SEATTLE (Reuters) - Boeing Co suspended operations on Tuesday at the South Carolina plant where it assembles 787 widebody jetliners following evacuation orders for coastal areas threatened by powerful Hurricane Florence, a company spokeswoman said.
In advance of workers evacuating the facility, Boeing flew several 787 Dreamliners from the South Carolina factory across the country to an airport near Boeing’s widebody plant in Everett, Washington, north of Seattle, Boeing spokeswoman Libba Holland said.
Hurricane Florence grew on Tuesday and was expected to bring days of rain, deadly flooding and power outages lasting weeks after it slams into the U.S. Southeast coast this week.
Winds of up to 130 miles per hour (215 km per hour) and massive waves will pound coastal North and South Carolina when Florence makes landfall on Friday, and its rains will take a heavy toll for miles inland, the National Hurricane Center said.
Holland did not have an estimate for when operations would resume.

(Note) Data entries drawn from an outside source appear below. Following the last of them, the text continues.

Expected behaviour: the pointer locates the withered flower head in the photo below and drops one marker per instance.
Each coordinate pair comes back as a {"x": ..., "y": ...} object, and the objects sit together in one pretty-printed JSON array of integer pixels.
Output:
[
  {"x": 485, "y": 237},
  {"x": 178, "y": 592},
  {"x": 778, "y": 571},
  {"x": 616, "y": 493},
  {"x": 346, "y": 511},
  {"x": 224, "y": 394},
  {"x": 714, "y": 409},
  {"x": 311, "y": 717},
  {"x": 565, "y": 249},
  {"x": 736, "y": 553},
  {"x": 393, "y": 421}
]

The hurricane-related closure comes as Boeing grapples with production logjams due to shortages of parts from suppliers that have rippled across the aerospace industry.
“Boeing has suspended operations at Boeing South Carolina so our teammates can properly evacuate,” Holland said. “We will resume operations once it is safe to do so.”
Flight tracking website Flightradar24.com said eight 787s made the cross-country exodus to the Pacific Northwest. One of the planes, according to the website, was a 787-10 for United Continental Holdings Co, the first North American customer for Boeing’s largest 787 model, which sells for around $326 million at list prices.
The 787-10 is built exclusively at the North Charleston plant due to its large size, which prevents the transfer of sections to Boeing’s Everett factory for final assembly.